Stobart read this stale news in a three-days'-old paper at the shabby coffee-house in the Borough, where he sometimes took a snack of bread and cheese and a glass of twopenny porter, instead of going home to dinner.
"I doubt she has many such offers," he thought, "for she hangs out every bait that can tempt a lover – beauty, parts, fortune. If she has refused Townshend 'tis, perhaps, only because there is some one else pleases her better. She will marry, and I shall lose her; for 'tis likely her husband will cut short her friendship for a follower of John Wesley, lest the Word of God should creep into his house unawares."
He left London early in April in Mr. Wesley's company, and rode with that indefatigable man through the rural English landscape, making from forty to fifty miles a day, and halting every day at some market cross, or on some heathy knoll on the outskirts of town or village, to preach the gospel to listening throngs. Their journey on this occasion took them through quiet agricultural communities and small market towns, where the ill-usage that Wesley had suffered at Bolton and at Falmouth was undreamt of among the congregations who hung upon his words and loved his presence. He was now in middle life, hale and wiry, a small, neatly built man, with an extraordinary capacity for enduring fatigue, and a serene temper which made light of scanty fare and rough quarters. He was an untiring rider, but had never troubled himself to acquire the art of horsemanship, and as he mostly read a book during his country rides, he had fallen into a slovenly, stooping attitude over the neck of his horse. He had been often thrown, but rarely hurt, and had a Spartan indifference to such disasters. He loved a good horse, but was willing to put up with any beast that would carry him to the spot where he was expected. He hated to break an appointment, and was the most punctual as well as the most polite of men.
He liked George Stobart, having assayed his mental and moral qualities at the beginning of their acquaintance, and having pronounced him true metal. He was a man of wide sympathies, and during this April journey through the heart of Hertfordshire, and then by the wooded pastures and wide grassy margins of the Warwickshire coach roads between Coventry and Stratford-on-Avon, he discovered that something was amiss with his helper.

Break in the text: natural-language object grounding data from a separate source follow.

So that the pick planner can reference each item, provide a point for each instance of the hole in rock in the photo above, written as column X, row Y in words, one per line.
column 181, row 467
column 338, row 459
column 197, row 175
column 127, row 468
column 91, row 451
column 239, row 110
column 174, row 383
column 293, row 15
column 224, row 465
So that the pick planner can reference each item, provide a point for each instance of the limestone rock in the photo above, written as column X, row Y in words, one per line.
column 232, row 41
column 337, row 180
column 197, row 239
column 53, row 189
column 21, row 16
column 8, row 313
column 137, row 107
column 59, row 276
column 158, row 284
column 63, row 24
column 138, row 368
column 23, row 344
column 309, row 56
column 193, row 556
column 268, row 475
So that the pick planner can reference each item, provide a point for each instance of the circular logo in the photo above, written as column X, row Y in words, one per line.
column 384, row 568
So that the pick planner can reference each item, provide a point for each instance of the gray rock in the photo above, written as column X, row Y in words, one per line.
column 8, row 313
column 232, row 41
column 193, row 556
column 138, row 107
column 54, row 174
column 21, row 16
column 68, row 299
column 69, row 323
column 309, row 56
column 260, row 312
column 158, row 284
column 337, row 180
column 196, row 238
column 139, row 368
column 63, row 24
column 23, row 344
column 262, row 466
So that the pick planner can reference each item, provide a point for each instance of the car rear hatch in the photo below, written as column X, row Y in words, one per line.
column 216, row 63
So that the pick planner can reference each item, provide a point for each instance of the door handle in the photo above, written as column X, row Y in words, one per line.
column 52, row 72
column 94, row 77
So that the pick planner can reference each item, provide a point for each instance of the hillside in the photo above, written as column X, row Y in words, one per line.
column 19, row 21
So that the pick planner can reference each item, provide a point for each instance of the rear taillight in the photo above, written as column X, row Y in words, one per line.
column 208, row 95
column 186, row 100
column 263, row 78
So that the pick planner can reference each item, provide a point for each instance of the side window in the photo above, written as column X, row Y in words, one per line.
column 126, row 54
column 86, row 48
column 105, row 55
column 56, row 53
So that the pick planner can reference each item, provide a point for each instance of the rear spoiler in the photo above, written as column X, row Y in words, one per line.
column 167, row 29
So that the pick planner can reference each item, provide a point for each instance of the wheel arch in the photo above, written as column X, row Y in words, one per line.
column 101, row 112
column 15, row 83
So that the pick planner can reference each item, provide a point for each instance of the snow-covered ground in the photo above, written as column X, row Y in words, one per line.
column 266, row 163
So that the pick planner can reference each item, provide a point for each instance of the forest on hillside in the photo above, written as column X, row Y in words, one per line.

"I hope you do not begin to tire of your work, Stobart," he said. "There are some young men I have seen put their hands to the plough in a fever of faith and piety, and drive their first furrow deep and straight, and then faith grows dim, and the line straggles, and my sorrowful heart tells me that the labourer is good for nothing. But I do not think you are of that kidney."
"I hope not, sir."
"But I see there is trouble of some sort on your mind. We passed a vista in that oak wood yonder, with the smiling sun showing like a disk of blood-red gold at the end of the clearing; and you, who have such an eye for landscape, stared at it with a vacant gaze. I'll vouch for it you have uneasy thoughts that come between you and God's beautiful world."
"I trouble myself without reason, sir, about a soul that I would fain win for Christ, and cannot."
"'Tis of your cousin's widow, Lady Kilrush, you are thinking," Wesley said, with a keen glance.
"Oh, sir, how did you divine that?"
"Because you told me of the lady's infidel opinions; and as I know how lavish she has been with her money in helping your work among the poor, I can understand that in sheer gratitude you would desire to bring her into the fold. I doubt you have tried, in all seriousness?"
"I have tried, sir; but not hard enough. My cousin is a strange creature – generous, impetuous, charitable; but she has a commanding temper, and a light way of putting me off in an argument, which make it hard to reason with her. And then I doubt Satan has ever the best of it, and that 'tis easier to argue on the evil side, easier to deny than to prove. When I am in my cousin's company, and we are both interested in the wretches she has saved from misery, I find myself forgetting that while she snatches the sick and famished from the jaws of death, her immortal soul is in danger of a worse death than the grave, and that in all the time we have been friends nothing has been done for her salvation."
"Mr. Stobart, I doubt you have thought too much of the woman and too little of the woman's unawakened soul," Wesley said, with grave reproof. "Her beauty has dazzled your senses; and conscience has been lulled to sleep. As your pastor and your friend I warn you that you do ill to cherish the company of a beautiful heathen, save with the sole intent of accomplishing her salvation."
"Oh, sir, can you think me so weak a wretch as to entertain one unworthy thought in relation to this lady, who has ever treated me with a sisterly friendship? The fact that she is exquisitely beautiful can make no difference in my concern for her. I would give half the years of my life to save her soul; and I see her carried along the flood-tide of modish pleasures, the mark for gamesters and spendthrifts, and I dread to hear that she has been won by the most audacious and the worst of the worthless crew."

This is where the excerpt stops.